The market appears to be picking up. Clients are getting back to work. New opportunities can’t be far behind. What are you doing to find them? To make sure they show up on your radar? To put yourself in a position to see those opportunities that do present themselves, and to land the work when you pitch for it? Maybe it’s time for a marketing tune-up.
Just like you regularly perform maintenance on your car, you need to perform regular maintenance on your marketing efforts, objectives and plans. You need to modify them to reflect the constant evolution of your practice, your client base, your experience and your network. And as you do that, you should keep in mind some basic notions:
- Planning is everything. Know where you want to go? How to get there? What it looks like when you’ve arrived? You need a plan. Not a complicated one that accounts for every contingency and takes two or three or six weeks of reflection and drafting and editing. It does have to set goals, realistic, achievable, measurable goals. It does have to understand the clients you want, the work they need, and your ability to perform that work. Plan your route so you don’t end up someplace you don’t want to be.
- You’re not out to change the world. Yes, you need a plan of action, but you don’t need to change the world, to solve every problem, to cure cancer on your first try. You just need a road map to start. You can build the atlas as you go along. And you can always change your mind when an idea doesn’t work or a potential client doesn’t pan out or a deal falls through. Just don’t get hung up on making it perfect, because that will get in the way of making it in the first place.
- Focus on opportunities. It’s easy to spend time picking apart ideas, looking at what won’t work, what you can’t do, what you’ll never be able to achieve. But that won’t get you anywhere. Spend your time looking at what you CAN do, not what you can’t. Isolate the opportunities—true opportunities, ones measured in terms of probability not possibility—and the steps needed to realize them. You’ll solve the real problems when you get to them.
- Be realistic. It’s only an opportunity if you could realistically get the work and do the job better than your competition. If you can convince your client that it makes sense—for them, not just for you—to give you a new assignment. If your experience allows you to tell a credible story, a story that convinces someone who doesn’t know you that they should trust you with the future of their company. If you can’t do that, then you’re probably not going to get the work, and you shouldn’t waste your time chasing it.
- Don’t neglect your existing clients. Relationships are relationships, and those with clients require the same amount of work as those with potential clients. Providing good legal advice, answering questions, dotting the i’s and crossing the t’s isn’t enough. Anticipating client needs, addressing their concerns, understanding their objectives, communicating early and often are essential to maintaining the types of relationships that will not only keep clients coming back, but lead to increased referrals.
- Don’t forget your homework.
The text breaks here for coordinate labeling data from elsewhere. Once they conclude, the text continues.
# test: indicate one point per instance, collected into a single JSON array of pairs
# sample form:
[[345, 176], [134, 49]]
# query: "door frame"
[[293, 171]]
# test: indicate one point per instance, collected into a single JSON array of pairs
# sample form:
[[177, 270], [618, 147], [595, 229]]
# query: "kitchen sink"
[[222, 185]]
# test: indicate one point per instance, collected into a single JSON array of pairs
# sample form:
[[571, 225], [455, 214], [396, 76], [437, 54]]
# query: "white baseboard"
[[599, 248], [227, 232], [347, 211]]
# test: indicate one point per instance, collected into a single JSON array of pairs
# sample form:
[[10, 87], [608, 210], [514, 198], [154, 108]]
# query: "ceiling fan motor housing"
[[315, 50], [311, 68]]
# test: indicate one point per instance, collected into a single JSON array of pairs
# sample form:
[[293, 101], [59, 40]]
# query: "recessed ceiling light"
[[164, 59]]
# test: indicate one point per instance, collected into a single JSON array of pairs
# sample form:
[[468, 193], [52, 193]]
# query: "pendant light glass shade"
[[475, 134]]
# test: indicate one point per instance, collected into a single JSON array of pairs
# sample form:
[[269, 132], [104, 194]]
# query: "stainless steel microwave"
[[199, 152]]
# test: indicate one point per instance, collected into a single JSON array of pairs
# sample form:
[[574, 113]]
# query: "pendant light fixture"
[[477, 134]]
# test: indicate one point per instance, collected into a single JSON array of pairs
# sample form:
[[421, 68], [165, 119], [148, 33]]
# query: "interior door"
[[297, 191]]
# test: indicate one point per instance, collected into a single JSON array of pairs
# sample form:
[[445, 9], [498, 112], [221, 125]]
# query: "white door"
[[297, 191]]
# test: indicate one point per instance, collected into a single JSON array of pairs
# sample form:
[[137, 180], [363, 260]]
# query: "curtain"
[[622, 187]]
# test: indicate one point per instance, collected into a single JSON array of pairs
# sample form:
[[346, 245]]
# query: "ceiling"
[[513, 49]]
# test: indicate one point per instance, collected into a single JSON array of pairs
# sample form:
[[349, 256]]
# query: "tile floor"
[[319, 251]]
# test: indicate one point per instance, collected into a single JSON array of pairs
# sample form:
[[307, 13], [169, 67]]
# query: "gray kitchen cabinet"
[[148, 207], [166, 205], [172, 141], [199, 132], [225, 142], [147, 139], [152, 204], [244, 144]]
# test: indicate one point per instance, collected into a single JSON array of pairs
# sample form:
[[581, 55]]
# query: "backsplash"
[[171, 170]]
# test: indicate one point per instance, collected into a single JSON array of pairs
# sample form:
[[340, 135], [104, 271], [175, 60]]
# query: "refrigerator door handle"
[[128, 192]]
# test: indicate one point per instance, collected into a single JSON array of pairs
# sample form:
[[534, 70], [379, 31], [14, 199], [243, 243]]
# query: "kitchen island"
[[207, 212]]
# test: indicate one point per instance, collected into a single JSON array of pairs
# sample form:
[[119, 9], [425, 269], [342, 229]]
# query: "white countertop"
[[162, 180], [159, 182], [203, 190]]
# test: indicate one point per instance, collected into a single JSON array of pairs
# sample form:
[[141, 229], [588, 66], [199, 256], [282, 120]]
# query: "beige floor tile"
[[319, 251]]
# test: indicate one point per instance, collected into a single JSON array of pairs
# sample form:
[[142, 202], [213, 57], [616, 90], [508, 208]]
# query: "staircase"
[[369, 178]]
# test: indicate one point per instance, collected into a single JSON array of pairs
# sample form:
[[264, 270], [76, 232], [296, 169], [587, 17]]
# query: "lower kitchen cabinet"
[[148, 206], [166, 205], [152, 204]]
Think you know what your clients need? The services they’re looking for? The business problems they’re struggling to solve? Do your research. Read what your clients are saying. What the press is saying about them. What their competitors are doing, what’s going on in their industry, where the growth is in their markets. If you can, talk to your clients about their business, their industry, their competition, their challenges, and most of all how they define success and how well they are achieving it.
- Execution is everything. You’ve set your objectives. You’ve identified realistic opportunities. You know where you want to go and what you need to do. But a plan is only the beginning. To generate results, you need to execute with discipline, follow-through and flexibility. Sound easy? It really isn’t. If it were, everybody would be doing it already. The part that drives success is execution, and it takes time, commitment and hard work.
As the economy improves and opportunities increase, there’s no time like the present to review your marketing efforts, rethink your marketing objectives and tune-up your marketing plans. You’ll be glad you did.